Virtual Research Environment Architecture
Architecture of the Virtual Research Environment
How is the Virtual Research Environment (VRE) structured? What other infrastructures does the platform interface with and enable researchers to access and use data securely? Here you will find a schematic representation of the VRE and an explanation of its key elements.
VRE Architecture explained in video
The VRE Portal allows research teams to discover and query data, access user friendly dashboards and visualizations, directly process and analyze datasets within interactive workbenches, and manage their projects and permissions.
Data uploaded by researchers lands in the VRE Green Room, a restricted zone which provides pipelines and interfaces for pseudonymizing and preparing datasets before they can be processed further and shared. Once this has been done, approved data are copied from the Green Room into the Data Lake located in the VRE Core zone. The Data Lake includes services and pipelines for data cataloguing, quality control, curation, standardization and processing.
Datasets collected and processed across research projects and modalities, including data points from clinical, imaging and other data types such as genomics, can be aggregated into a centralized Data Warehouse. Metadata on these datasets are also captured centrally within the Knowledge Graph and the Metadata Repository. These systems support researchers in finding and extracting their data for the purposes of downstream analysis and visualization.

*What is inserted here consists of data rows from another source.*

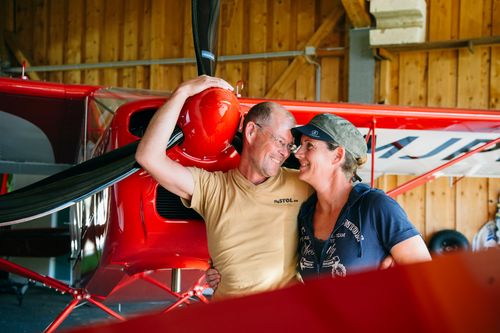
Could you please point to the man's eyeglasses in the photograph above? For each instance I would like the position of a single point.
(279, 142)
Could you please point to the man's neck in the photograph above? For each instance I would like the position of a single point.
(249, 173)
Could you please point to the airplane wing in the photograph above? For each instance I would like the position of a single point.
(453, 293)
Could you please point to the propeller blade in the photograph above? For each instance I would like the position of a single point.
(205, 19)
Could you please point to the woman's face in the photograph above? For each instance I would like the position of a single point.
(316, 160)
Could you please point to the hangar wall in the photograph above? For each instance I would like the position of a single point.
(53, 32)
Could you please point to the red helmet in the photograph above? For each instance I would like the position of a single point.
(209, 121)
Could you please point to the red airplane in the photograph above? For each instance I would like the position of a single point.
(125, 228)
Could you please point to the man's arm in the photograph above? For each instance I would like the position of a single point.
(151, 151)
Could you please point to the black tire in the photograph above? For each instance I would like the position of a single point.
(446, 241)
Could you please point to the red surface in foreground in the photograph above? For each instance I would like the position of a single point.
(454, 293)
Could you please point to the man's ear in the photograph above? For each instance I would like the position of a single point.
(250, 131)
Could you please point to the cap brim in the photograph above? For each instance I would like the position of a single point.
(312, 132)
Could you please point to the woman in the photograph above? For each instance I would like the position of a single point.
(345, 227)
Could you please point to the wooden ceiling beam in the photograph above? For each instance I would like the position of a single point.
(293, 70)
(357, 13)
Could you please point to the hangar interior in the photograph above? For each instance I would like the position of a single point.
(446, 55)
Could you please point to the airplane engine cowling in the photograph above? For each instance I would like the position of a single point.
(209, 121)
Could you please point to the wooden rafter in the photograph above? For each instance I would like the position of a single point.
(295, 68)
(357, 13)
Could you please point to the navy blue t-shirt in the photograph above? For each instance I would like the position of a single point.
(369, 225)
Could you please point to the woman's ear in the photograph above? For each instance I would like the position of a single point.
(250, 131)
(339, 155)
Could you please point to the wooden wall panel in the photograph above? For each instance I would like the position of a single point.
(332, 68)
(279, 40)
(233, 28)
(40, 34)
(257, 31)
(174, 44)
(442, 87)
(305, 85)
(73, 40)
(158, 41)
(188, 71)
(111, 39)
(132, 10)
(473, 80)
(144, 46)
(56, 37)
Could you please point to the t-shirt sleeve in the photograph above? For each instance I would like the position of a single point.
(391, 221)
(205, 185)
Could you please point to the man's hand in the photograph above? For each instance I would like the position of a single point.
(213, 278)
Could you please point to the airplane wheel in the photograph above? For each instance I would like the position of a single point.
(445, 241)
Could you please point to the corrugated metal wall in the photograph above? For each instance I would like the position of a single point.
(91, 31)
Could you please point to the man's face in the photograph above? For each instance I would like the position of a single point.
(271, 146)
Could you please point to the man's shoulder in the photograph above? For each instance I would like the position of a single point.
(291, 173)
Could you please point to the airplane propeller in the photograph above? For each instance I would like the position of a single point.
(66, 188)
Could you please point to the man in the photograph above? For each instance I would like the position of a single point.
(251, 211)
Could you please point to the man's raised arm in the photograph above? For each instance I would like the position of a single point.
(151, 151)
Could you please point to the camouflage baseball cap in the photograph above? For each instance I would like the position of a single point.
(329, 127)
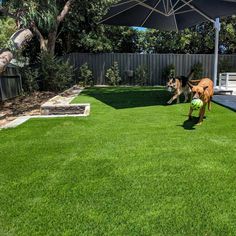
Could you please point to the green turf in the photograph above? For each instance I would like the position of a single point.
(133, 167)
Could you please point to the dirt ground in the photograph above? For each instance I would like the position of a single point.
(23, 105)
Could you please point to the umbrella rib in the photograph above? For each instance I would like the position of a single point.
(173, 10)
(182, 12)
(122, 3)
(118, 13)
(173, 6)
(151, 8)
(163, 1)
(145, 20)
(198, 11)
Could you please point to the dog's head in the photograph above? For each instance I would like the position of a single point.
(171, 85)
(198, 91)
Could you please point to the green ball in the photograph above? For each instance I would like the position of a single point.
(196, 104)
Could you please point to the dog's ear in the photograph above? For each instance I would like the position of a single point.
(190, 85)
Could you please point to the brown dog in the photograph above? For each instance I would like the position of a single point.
(178, 86)
(204, 91)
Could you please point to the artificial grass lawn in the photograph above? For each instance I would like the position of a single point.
(133, 167)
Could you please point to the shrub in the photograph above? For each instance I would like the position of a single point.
(113, 75)
(198, 70)
(56, 74)
(141, 75)
(29, 78)
(169, 72)
(225, 65)
(86, 75)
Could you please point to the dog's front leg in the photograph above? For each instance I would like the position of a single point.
(186, 96)
(190, 113)
(176, 96)
(201, 114)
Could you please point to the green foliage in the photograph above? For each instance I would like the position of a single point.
(169, 72)
(113, 75)
(198, 70)
(8, 27)
(226, 65)
(141, 75)
(29, 79)
(86, 75)
(55, 74)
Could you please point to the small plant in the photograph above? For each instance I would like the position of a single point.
(141, 75)
(198, 70)
(169, 72)
(55, 74)
(113, 75)
(225, 65)
(29, 78)
(86, 75)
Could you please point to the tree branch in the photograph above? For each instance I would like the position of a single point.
(65, 11)
(40, 36)
(5, 12)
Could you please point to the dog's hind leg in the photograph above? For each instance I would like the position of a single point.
(201, 114)
(209, 105)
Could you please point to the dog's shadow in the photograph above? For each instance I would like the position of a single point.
(190, 124)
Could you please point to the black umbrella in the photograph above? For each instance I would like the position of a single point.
(167, 14)
(171, 15)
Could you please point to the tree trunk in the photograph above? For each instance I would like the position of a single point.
(52, 37)
(18, 40)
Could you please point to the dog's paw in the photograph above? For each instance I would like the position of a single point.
(199, 123)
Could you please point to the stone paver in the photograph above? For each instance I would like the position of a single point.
(228, 101)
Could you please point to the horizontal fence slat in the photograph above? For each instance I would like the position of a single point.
(100, 63)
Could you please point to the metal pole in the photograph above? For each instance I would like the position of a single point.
(217, 32)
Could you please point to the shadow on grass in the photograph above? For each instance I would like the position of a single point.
(120, 98)
(190, 124)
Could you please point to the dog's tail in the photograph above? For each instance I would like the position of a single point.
(192, 83)
(190, 75)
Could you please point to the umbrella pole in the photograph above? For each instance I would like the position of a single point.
(217, 33)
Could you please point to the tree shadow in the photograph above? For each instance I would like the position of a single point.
(125, 97)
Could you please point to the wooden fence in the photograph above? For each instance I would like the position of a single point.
(99, 63)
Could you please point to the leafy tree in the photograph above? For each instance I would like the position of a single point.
(8, 27)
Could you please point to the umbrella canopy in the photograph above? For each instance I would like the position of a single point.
(167, 14)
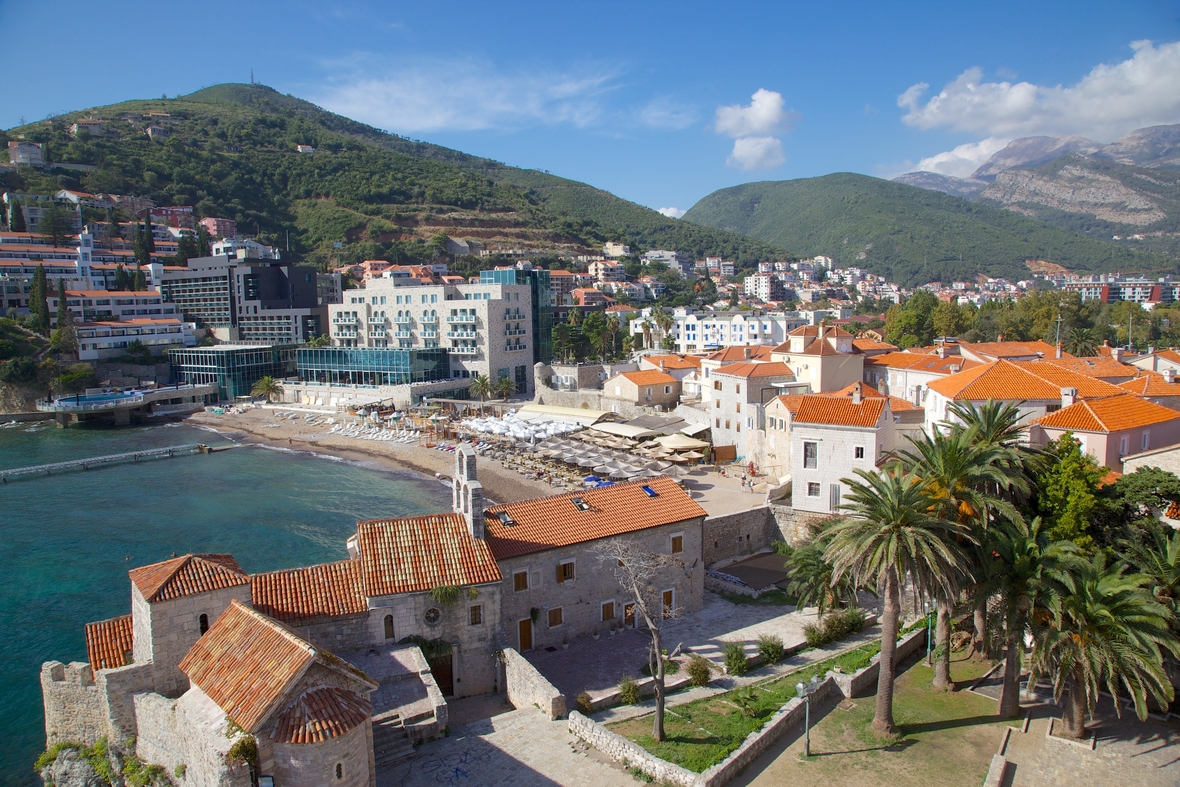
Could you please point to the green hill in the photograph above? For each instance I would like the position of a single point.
(908, 234)
(230, 152)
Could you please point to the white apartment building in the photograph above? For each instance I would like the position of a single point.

Using the VRE Analysis Workbench, researchers can work securely inside the platform to process and analyze their datasets. For example, image data processing pipelines can be developed and executed in a high performance computing environment provided by the BIH HPC cluster, which is integrated with the VRE; and simulations and analyses based on machine learning or other computationally demanding methods can be conducted within customized virtual machines or containerized environments. The results of this processing and analysis can flow back into the Data Lake to ensure that full provenance and data lineage is maintained across the data lifecycle.
A number of essential Platform Services are also deployed to support the functionality of the Portal, Green Room and VRE Core and to ensure that the platform operates securely and efficiently. These include an API Gateway, Authentication and Authorization services, Pipeline Orchestration and Messaging. Overall the VRE has been designed and implemented using a microservices architecture, which enables the platform to be reliable, resilient, scalable, and highly adaptable to evolving research requirements and to changes to the underlying IT infrastructure.
The VRE will support a variety of research data needs, ultimately leading to an ecosystem of researchers, data scientists, and developers working together to make medical research data secure, findable and usable.